I’m using H2O for some machine learning and, when I have to score multiple models with data sharing some features, I find it useful to represent the data in a columnar format and pass only the columns necessary for the scoring to the H2O model. This helps me in saving memory (as I don’t have to replicate the shared features) and allows me to parallelise the scoring, having multiple threads concurrently scoring a model using only a set of columns of my DataFrame. However, this produces a number of DataFrames containing the predicted values. Ideally you want to zip these single-columns DataFrame to the original DataFrame. It happens that there are multiple methods to zip RDDs in Spark (.zip and .zipPartitions), but all of them only allow a fixed number of RDDs to be zipped. This forces you to iteratively zip one RDD after the other, slowing down the process and producing errors. Just recently I had to zip hundreds of RDDs and I ended up with a StackOverflowError. This was because Spark recursively generates a new RDD processor when to invoke the zip method and, after you reach a certain boundary the stack goes over the limit. How do we solve this issue? Ideally we want to have a zip functionality allowing us to zip an list of RDDs at once. This would be much more space and speed efficient.
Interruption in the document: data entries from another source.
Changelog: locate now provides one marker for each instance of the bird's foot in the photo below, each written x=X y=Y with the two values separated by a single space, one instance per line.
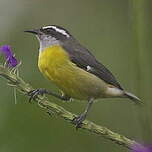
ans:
x=78 y=120
x=34 y=93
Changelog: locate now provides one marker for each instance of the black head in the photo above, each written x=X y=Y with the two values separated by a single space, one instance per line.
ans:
x=57 y=32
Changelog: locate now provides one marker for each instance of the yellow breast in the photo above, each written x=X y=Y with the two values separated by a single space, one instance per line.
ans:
x=54 y=63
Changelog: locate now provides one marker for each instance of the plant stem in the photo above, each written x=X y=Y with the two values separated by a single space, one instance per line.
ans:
x=23 y=87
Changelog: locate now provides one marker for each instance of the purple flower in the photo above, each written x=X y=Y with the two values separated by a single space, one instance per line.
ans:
x=139 y=148
x=10 y=59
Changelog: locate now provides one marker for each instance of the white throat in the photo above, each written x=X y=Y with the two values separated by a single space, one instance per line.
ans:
x=46 y=42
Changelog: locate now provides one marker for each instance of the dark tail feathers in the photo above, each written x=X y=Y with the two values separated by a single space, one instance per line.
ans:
x=132 y=97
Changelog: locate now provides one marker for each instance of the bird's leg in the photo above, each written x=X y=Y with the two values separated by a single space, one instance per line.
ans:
x=80 y=118
x=33 y=94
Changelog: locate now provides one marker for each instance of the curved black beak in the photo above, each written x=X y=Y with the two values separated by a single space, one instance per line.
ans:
x=34 y=31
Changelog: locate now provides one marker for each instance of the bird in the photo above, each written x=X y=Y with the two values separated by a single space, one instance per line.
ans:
x=74 y=70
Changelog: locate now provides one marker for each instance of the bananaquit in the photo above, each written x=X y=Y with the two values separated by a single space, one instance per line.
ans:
x=76 y=72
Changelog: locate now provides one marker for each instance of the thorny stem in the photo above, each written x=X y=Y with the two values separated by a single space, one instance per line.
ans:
x=17 y=82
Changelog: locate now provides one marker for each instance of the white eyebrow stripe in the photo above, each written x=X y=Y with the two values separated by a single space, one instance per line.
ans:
x=88 y=68
x=58 y=30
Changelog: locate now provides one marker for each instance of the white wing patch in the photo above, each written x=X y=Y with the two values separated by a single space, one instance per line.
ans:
x=58 y=30
x=114 y=92
x=88 y=68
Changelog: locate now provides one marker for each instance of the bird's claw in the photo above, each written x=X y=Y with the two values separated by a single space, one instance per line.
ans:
x=33 y=94
x=78 y=120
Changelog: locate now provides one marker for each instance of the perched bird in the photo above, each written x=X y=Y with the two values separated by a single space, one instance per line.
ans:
x=76 y=72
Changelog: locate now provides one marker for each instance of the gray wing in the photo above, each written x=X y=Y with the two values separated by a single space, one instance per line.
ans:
x=86 y=61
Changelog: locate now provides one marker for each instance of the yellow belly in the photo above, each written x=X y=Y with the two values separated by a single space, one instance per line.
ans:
x=54 y=63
So I did and this is my implementation:

package org.apache.spark.rdd

import org.apache.spark.{TaskContext, Partition, SparkContext}

import scala.reflect.ClassTag

/**
* Created by admin on 22/10/16.
*/
private[spark] class ZippedPartitionsList[T: ClassTag](
sc: SparkContext,
rdds: Seq[RDD[T]],
var f: (Seq[Iterator[T]]) => Iterator[T],
preservesPartitioning: Boolean = false)
extends ZippedPartitionsBaseRDD[T](sc, rdds, preservesPartitioning) {

override def compute(s: Partition, context: TaskContext): Iterator[T] = {
tryPrepareParents()
val partitions = s.asInstanceOf[ZippedPartitionsPartition].partitions
f(rdds.zipWithIndex.map(t => t._1.iterator(partitions(t._2), context)))
}

override def clearDependencies() {
super.clearDependencies()
f = null
}
}


object RddExt {
implicit class RddZipExt[T: ClassTag](rdd: RDD[T]) {

def zipPartitionsList(
rdds: Seq[RDD[T]],
preservesPartitioning: Boolean,
f: (Seq[Iterator[T]]) => Iterator[T]
) : RDD[T] = {
new ZippedPartitionsList[T](
rdd.context, Seq[RDD[T]](rdd) ++ rdds, rdd.context.clean(f), preservesPartitioning
)
}


}
}

The implementation needs to be part of the apache spark package since it is using some private classed and methods. The approach works really well and I achieved a speed that is orders of magnitude faster than zipping RDDs one by one. The following code shows how you zip an arbitrary number of DataFrames:

val zipped = originals.rdd.zipPartitionsList(
predictions.map(_.rdd), true,
s => {
val rows = new mutable.MutableList[Row]
while(s.map(_.hasNext).foldLeft(true)((a,b) => a && b)) {
val values = s.foldLeft(Seq[Object]())((a,b) => a ++ b.next().toSeq.asInstanceOf[Seq[Object]])
rows += SparseRowFactory.create(newSchema, values :_*)
}
rows.iterator
}
)